This guide documents how to create Proxmox VMs using Terraform for use as Kubernetes nodes in a k3s cluster. The Terraform configuration clones a cloud-init template, assigns fixed IPs and SSH keys, and tags VMs for k3s roles so they can be targeted by k3s-ansible or similar automation.
Overview#
The setup provisions two groups of VMs:
- k3s masters (3 VMs): control-plane nodes for the Kubernetes cluster
- k3s workers (2 VMs): worker nodes for running workloads
All VMs are created by full clone from a cloud-init template (VM ID 9999 in the examples). They receive static IPs, a common SSH user and public key, and Proxmox tags (k3s, master or worker) for identification. After Terraform applies, you deploy k3s onto these VMs using Ansible or another method. This guide uses placeholders like <subnet> and <first-master-ip>; replace them with values that match your network.
Prerequisites#
- Proxmox VE host with API access (e.g.
https://your-proxmox-host:8006) - Cloud-init template VM (ID
9999in this guide). Create it first using the Proxmox cloud-init template guide - Terraform >= 1.0
- SSH key pair for the cloud user (e.g.
~/.ssh/pvm-ubuntu-cloudand~/.ssh/pvm-ubuntu-cloud.pub). The same key is used later to fetch kubeconfig and run Ansible - Proxmox credentials (username/password; API token can be used when the provider supports it)
Architecture#
| Role | VM names | Count | IP range (example) | Tags |
|---|---|---|---|---|
| Master | k3s-master-01 … 03 | 3 | <subnet>.201–203/24 | k3s, master |
| Worker | k3s-worker-01 … 02 | 2 | <subnet>.211–212/24 | k3s, worker |
- Proxmox node: your Proxmox host name (set in Terraform; e.g.
proxmox-pveor a variable) - Network: one bridge (e.g.
vmbr0), one virtio NIC per VM - Gateway: your LAN gateway (e.g.
<subnet>.1)
Replace <subnet> with your actual subnet (e.g. 192.168.1).
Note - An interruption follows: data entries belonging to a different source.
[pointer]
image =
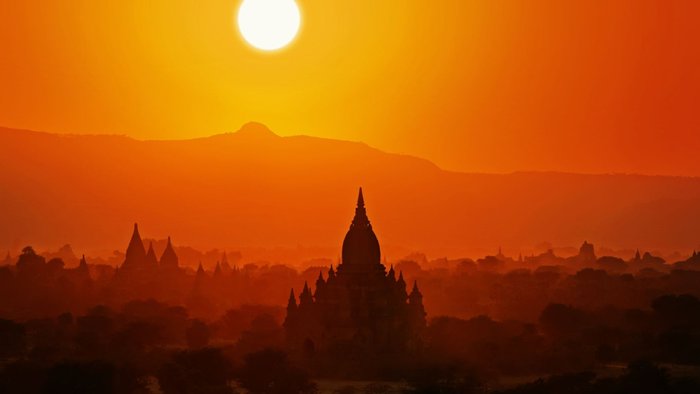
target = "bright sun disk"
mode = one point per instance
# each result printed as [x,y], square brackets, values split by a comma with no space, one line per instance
[269,24]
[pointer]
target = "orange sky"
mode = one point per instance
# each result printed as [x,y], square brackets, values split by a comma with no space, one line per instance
[496,86]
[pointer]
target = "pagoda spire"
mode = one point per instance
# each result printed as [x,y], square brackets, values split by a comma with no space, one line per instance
[305,298]
[169,259]
[151,255]
[360,218]
[135,252]
[200,271]
[292,303]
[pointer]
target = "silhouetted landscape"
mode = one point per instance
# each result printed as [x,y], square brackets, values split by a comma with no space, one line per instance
[253,189]
[508,324]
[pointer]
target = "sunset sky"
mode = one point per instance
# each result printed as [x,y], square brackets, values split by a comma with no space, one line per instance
[488,86]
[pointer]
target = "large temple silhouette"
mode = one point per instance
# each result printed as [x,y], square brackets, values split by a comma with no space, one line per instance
[359,307]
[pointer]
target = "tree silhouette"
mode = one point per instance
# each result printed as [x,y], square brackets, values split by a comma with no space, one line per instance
[270,372]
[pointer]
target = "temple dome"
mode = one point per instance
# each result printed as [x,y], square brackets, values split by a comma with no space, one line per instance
[361,245]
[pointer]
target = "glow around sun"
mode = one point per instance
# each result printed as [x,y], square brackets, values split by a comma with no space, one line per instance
[269,24]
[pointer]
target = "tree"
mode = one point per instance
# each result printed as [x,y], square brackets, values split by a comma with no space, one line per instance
[197,334]
[270,372]
[204,371]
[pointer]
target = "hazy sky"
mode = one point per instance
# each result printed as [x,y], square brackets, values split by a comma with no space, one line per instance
[496,86]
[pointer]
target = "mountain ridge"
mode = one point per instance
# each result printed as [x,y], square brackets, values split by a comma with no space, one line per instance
[260,189]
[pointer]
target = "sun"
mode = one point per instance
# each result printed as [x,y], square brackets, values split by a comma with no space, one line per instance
[269,24]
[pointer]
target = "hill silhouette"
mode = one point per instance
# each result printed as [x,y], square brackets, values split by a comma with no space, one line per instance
[255,188]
Adjust IP ranges, node name, and bridge in the Terraform variables or in main.tf to match your environment.
File layout#
The Terraform code lives in the homelab repo under kubernetes/terraform/:
| File | Purpose |
|---|---|
main.tf | Proxmox VM resources: k3s masters and workers (clone, CPU, memory, network, cloud-init) |
providers.tf | Terraform and Proxmox provider (bpg/proxmox) configuration |
variables.tf | Input variables: Proxmox endpoint, username, password |
terraform.tfvars.example | Example values; copy to terraform.tfvars and fill in |
Provider and variables#
- Provider: bpg/proxmox (
~> 0.66in the snippet below) - Authentication: endpoint URL, username, and password (sensitive). The code comment indicates a future switch to an API token.
Variables:
| Variable | Description | Example |
|---|---|---|
proxmox_endpoint | Proxmox API URL | https://your-proxmox-host:8006 |
proxmox_username | Proxmox user | root@pam or your-username@pam |
proxmox_password | Proxmox password | (sensitive) |
Step-by-step usage#
1. Clone the repo and enter the Terraform directory#
cd /path/to/homelabs
cd kubernetes/terraform2. Copy and edit tfvars#
cp terraform.tfvars.example terraform.tfvarsEdit terraform.tfvars and set:
proxmox_endpoint— your Proxmox API URL (e.g.https://<proxmox-host>:8006)proxmox_username— e.g.root@pamproxmox_password— your Proxmox password
Do not commit terraform.tfvars; add it to .gitignore if needed.
3. Ensure the cloud-init template and SSH key exist#
- Template VM ID 9999 must exist and be a full cloneable template (see Proxmox cloud-init template).
- Place the public key at
~/.ssh/pvm-ubuntu-cloud.pub(or update thefile()path inmain.tf).
4. Initialize and apply#
terraform init
terraform plan
terraform applyConfirm when prompted. Terraform will create 3 master and 2 worker VMs on the configured Proxmox node.
5. Deploy k3s on the new VMs#
Use your preferred method (e.g. k3s-ansible) with the same SSH user and key (ansibleuser, ~/.ssh/pvm-ubuntu-cloud).
- Running the Ansible playbooks
- Copying kubeconfig from the first master (replace
<first-master-ip>with your master’s IP):scp -i ~/.ssh/pvm-ubuntu-cloud ansibleuser@<first-master-ip>:~/.kube/config ~/.kube/config - Verifying with
kubectl get pods --all-namespaces
Destroying the VMs#
To remove all Terraform-managed k3s VMs:
cd kubernetes/terraform
terraform destroyConfirm when prompted. This does not remove the template VM (9999) or any resources not managed by this Terraform configuration.